A business critical briefing from HSJ’s Payment by Results conference.

Speakers

  • Piers Ricketts, partner, KPMG
  • Bob Alexander, director of NHS finance, Department of Health
  • Professor Alan Maynard, professor of health economics and co-director, York health policy group, University of York
  • Dr Helen Wilson, consultant ortho-geriatrician, Royal Surrey County Hospital
  • Peter Saunders, head of data assurance and analysis, Audit Commission

Enabling GPs to drive future PbR, Piers Ricketts, partner, KPMG

  • The current situation is unsustainable
  • Initially there may be 300-500 GP consortia consolidating to about 100. Providers will have to deal with more commissioners and consortia will need to create networks.
  • In areas where the tariff system hinders changes, there was a move towards block contracts. 
  • GPs will most likely outsource contract management, audit, coding reviews and IT solutions.
  • The thresholds for admission will need to be agreed.

Examining the future of payment by results in 2011-12, Bob Alexander, director of NHS finance, Department of Health

  • The tariff for 2011-12 will be produced following the principles already outlined, with the only question on the size of the negative reduction.
  • The current secretary of state for health does get involved in the detail and the discussions will be long and technical. The road test tariff will be issued in December along with the operating framework.
  • The tariff for 2012-13 will continue to be developed by the DH but there will be new organisations to consider and also how the service is engaged with the testing. 

Extending PbR into mental health and community services, Stuart Bell CBE, chief executive, South London and Maudsley NHS Foundation Trust

Challenges that should be considered when implementing PbR in mental health:

  • reduce hospital admissions over a long period of time
  • large joint budgets
  • substance misuse
  • the legal status of the patient
  • expectations of society
  • It is not recommended to move straight to a tariff without developing and measuring the currencies.
  • In terms of access to services, mental health is the poor relation. Only 25% of people who need access to treatment receive the appropriate services. For psychosis, about 50% of the people receive appropriate treatment; depression is far less than 25%. This can be compared to diabetes, where 85% of people have access to the appropriate treatment.
  • Forensic care is high cost and involves a long length of stay, but because of links to the criminal justice system there are no options around treatment.

Discussion: implementing incentives to reduce avoidable readmissions, Piers Ricketts, partner, KPMG

  • There is no specific data on avoidable re-admissions. Anecdotal evidence or analysis of readmissions shows that only a small percentage, less than 5%, are avoidable because of the discharge arrangements in the acute trust.
  • The tariff structure reflects the current pattern of care; therefore, this includes re-admissions.
  • For care of the elderly and long-term conditions, an option is for the acute hospital to manage the whole pathway, including provision of services outside the hospital.
  • There is a concern that if trusts are not paid for re-admissions and the 30% marginal rate continues, then some trusts will face financial pressures.

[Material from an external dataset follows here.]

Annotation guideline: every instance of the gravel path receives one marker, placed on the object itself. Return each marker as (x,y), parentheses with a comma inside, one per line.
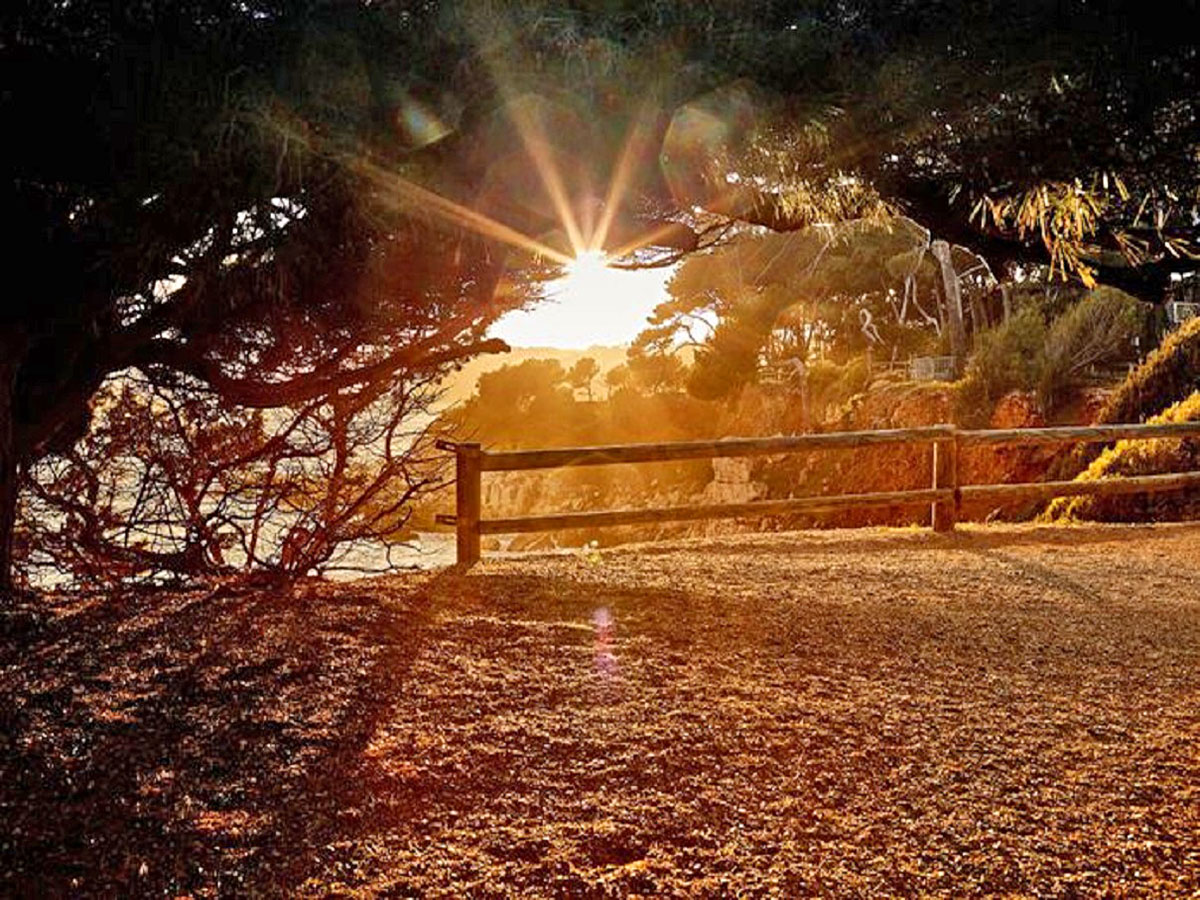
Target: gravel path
(1003,711)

For the policy to be fair, it will need to consider:

  • exceptions regarding self-discharge, especially for substance misuse
  • re-admission by a different trust to the one that discharged the patient
  • patients with complex co-morbidities
  • re-admissions for a different reason

Learning from PbR experience, Professor Alan Maynard, professor of health economics and co-director, York health policy group, University of York

  • The targets should be clear on activity and outcome, noting that cost cutting alone has nothing to do with efficiency if the outcome is not measured.
  • Quality is difficult to measure.
  • All doctors should participate in clinical audit.
  • Any survey on patient satisfaction needs to show the before and after data in order to be meaningful.
  • The system encourages acute trusts to admit patients to hospital.
  • Innovation is very slow (e.g. the implementation of the day case list from the audit commission).

Case study: best practice tariff for hip fracture, Dr Helen Wilson, consultant ortho-geriatrician, Royal Surrey County Hospital

  • Geriatricians and orthopaedic surgeons may have different agendas and experience.
  • Bringing a geriatrician into orthopaedics has benefits for elderly patients with trauma issues.
  • The best value tariff is based on the operation being carried out within 36 hours. However, there is no real evidence about this. The main point was that the sun should not set twice on a patient in such pain.
  • Having good quality data is key, along with a good project manager.

The future:

  • Divide the tariff between acute and rehabilitation.
  • Consider prevention.
  • Expand the list of best practice tariff.

Understanding the impact of data quality on PbR, Peter Saunders, head of data assurance and analysis, Audit Commission

The future:

  • The last few years of development have been hindered by data quality and some aspects have not been implemented due to the risk of poor data (e.g. mental health, community data not available or very variable).
  • Re-admissions on a simple basis could cost £5m to £10m per trust, but the impact by specialty and trust is very variable.

 

Derek Miller is an independent consultant and currently working at Commissioning Support for London.